Lisa becomes medically stabilized, and her treatment team keeps you informed of her progress. Within 30 days her weight normalizes into the triple digits, she begins to feel more energized, she no longer experiences fainting spells or seizures, and her lab reports indicate that her health is improving. Within this time, Lisa’s multidisciplinary treatment team helps her to begin identifying and addressing underlying trauma through psychodrama, one-on-one counseling, group therapy, and equine therapy and other experiential modalities.

Now imagine that after a decade of illness and only 30 days of inpatient treatment, Lisa (who was literally dying of starvation prior to treatment) is suddenly removed from the safety and familiarity of around-the-clock care.

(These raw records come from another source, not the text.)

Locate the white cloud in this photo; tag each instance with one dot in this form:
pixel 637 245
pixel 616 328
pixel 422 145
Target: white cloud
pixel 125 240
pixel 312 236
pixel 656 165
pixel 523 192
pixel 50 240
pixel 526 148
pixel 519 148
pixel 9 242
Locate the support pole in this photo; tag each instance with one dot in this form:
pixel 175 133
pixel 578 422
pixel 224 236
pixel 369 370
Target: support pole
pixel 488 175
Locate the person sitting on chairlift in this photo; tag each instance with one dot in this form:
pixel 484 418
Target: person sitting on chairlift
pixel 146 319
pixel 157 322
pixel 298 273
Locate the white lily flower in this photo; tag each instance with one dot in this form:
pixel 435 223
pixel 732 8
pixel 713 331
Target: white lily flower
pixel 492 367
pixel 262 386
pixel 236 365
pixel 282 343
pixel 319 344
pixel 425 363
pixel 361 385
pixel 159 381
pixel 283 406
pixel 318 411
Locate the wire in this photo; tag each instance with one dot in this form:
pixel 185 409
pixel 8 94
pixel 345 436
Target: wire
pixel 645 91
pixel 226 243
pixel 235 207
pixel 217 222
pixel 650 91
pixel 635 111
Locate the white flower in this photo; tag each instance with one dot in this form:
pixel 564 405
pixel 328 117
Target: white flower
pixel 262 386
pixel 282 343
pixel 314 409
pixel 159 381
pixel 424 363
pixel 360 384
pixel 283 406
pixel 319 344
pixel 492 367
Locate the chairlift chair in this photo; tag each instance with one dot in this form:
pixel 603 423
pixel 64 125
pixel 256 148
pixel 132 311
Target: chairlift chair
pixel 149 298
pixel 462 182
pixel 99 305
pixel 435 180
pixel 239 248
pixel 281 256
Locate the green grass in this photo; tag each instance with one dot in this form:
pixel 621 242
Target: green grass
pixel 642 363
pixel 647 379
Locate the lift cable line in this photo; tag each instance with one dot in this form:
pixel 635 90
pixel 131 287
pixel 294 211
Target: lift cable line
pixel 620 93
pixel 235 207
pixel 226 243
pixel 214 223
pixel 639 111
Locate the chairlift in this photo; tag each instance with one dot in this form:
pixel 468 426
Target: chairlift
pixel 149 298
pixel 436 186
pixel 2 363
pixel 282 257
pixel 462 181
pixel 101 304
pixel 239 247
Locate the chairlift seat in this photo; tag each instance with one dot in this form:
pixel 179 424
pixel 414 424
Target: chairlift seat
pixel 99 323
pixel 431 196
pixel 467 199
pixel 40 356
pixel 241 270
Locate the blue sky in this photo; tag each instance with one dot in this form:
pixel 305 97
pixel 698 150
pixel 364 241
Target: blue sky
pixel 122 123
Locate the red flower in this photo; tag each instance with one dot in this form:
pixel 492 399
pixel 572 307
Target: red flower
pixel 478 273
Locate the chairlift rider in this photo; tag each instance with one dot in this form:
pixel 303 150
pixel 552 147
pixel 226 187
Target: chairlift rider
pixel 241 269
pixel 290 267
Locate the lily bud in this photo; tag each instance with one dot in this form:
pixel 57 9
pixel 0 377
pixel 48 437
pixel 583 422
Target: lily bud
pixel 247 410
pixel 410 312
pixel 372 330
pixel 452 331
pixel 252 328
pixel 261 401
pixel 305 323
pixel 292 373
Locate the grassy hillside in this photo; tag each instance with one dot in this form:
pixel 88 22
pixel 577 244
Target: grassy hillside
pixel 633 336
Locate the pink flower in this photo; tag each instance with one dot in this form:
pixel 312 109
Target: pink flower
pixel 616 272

She travels by airplane to another city to enter a new program with a new treatment team. She is in a new transitional housing environment with new peers, and now instead of 24-hour supervision she is reduced to 6.5 hours of structured programming, six days a week. She must adjust to 40 hours of weekly care, vs. the 168 hours of weekly care she had received as an inpatient client.

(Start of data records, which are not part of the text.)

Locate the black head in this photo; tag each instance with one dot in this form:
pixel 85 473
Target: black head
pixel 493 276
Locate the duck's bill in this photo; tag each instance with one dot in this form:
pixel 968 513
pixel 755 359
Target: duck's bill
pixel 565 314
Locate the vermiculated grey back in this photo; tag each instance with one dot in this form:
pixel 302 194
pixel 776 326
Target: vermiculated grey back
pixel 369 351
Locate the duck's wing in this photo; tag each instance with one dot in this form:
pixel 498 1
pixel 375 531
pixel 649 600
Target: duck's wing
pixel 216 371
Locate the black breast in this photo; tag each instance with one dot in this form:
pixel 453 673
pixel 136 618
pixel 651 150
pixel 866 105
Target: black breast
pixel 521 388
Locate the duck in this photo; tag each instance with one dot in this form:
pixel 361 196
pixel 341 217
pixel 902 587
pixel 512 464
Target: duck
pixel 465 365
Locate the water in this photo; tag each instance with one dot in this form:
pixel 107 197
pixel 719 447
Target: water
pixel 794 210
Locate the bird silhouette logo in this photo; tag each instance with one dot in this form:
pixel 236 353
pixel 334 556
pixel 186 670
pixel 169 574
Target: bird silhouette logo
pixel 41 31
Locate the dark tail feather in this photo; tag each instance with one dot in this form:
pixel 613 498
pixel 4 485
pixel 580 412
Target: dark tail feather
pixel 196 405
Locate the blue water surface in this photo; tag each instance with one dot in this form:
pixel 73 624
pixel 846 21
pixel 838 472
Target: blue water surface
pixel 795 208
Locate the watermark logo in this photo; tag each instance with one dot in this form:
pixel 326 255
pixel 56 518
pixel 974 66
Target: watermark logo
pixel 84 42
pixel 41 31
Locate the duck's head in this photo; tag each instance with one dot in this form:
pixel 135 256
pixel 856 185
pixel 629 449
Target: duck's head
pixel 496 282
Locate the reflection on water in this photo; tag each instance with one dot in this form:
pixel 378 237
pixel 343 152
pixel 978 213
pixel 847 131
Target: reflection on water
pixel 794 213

So, what happens? Lisa leaves the hospital and soon begins losing weight, withdrawing from others, using unhealthy substances in order to numb, and slipping back into destructive eating disorder behavior patterns. In short, Lisa relapses.

What is the solution? What happens when she is finally discharged? How does she make the leap from inpatient care to being unsupervised 50% of the time in a partial day program?

Intermediate step

What seems clear is that there is a need for a solution that would allow Lisa the freedom to explore independent life in recovery while still being supported by structured treatment during the vast majority of her waking hours.

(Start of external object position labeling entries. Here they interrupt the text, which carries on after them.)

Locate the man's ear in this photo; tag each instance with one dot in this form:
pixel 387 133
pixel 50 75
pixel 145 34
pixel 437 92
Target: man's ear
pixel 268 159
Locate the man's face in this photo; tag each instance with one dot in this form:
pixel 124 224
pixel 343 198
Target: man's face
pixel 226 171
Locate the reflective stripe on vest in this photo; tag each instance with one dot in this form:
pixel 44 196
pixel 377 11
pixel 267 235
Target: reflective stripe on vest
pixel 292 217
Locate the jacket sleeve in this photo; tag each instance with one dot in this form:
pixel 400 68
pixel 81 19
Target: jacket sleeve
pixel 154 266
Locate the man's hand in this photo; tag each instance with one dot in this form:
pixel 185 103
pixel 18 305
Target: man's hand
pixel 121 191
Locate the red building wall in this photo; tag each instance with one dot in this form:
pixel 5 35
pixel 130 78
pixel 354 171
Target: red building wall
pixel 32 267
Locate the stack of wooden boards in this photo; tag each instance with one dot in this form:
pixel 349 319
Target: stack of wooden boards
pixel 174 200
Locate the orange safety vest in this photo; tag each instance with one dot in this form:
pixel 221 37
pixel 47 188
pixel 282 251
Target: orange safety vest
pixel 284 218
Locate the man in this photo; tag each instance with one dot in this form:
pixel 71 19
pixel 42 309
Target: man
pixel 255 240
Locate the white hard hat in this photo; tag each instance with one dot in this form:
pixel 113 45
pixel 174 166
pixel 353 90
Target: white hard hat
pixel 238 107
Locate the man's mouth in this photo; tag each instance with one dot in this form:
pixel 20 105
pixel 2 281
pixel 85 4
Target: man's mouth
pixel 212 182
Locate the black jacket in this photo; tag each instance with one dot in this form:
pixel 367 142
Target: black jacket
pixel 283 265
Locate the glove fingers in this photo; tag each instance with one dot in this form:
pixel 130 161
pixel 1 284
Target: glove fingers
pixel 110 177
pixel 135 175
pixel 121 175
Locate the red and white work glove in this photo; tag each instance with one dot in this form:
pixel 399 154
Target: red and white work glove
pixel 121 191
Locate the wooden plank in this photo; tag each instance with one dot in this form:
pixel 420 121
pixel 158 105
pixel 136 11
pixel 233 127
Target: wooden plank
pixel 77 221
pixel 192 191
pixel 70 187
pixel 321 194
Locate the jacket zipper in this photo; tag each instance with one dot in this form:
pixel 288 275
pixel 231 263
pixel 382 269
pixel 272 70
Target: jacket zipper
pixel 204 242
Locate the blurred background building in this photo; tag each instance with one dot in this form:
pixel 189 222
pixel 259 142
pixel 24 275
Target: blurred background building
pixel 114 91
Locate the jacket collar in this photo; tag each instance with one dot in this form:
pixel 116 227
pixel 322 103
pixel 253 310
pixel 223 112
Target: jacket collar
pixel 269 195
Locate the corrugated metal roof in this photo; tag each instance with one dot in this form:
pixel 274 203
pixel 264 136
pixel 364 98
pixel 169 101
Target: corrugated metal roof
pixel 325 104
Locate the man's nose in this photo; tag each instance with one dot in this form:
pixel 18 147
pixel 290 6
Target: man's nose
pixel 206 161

This was the need that eating disorder experts Michelle Klinedinst and Robyn Caruso responded to when they created the 11-hour EDT program at A New Journey (ANJ) in Santa Monica, Calif. Facility executive director Caruso explains, “Transition from the 24-hour structure of inpatient treatment to a partial program where the client spends 65% of their waking hours and 85% of their meals unsupervised can be overwhelming for some people. ANJ’s 11-hour Extended Day Treatment program, coupled with our supervised transitional living environment, is a perfect solution for these clients.”

Caruso says that in the EDT program, clients are in structured programming for 75% of their waking hours, and the rest of the time they are often within the safety of ANJ’s transitional housing environment. This more gradual transition to independent living incorporates more one-on-one care, smaller groups, and more structured meal times.

In ANJ’s program, clients take responsibility for 20% of their weekly meals, including nightly snacks as well as all meals on Sunday. Working with a dietitian, clients plan these independent snacks/meals ahead of time and make commitments to peers regarding their eating behaviors. Held accountable for their commitments, clients discuss the outcomes of their independent snacks/meals in daily therapy sessions.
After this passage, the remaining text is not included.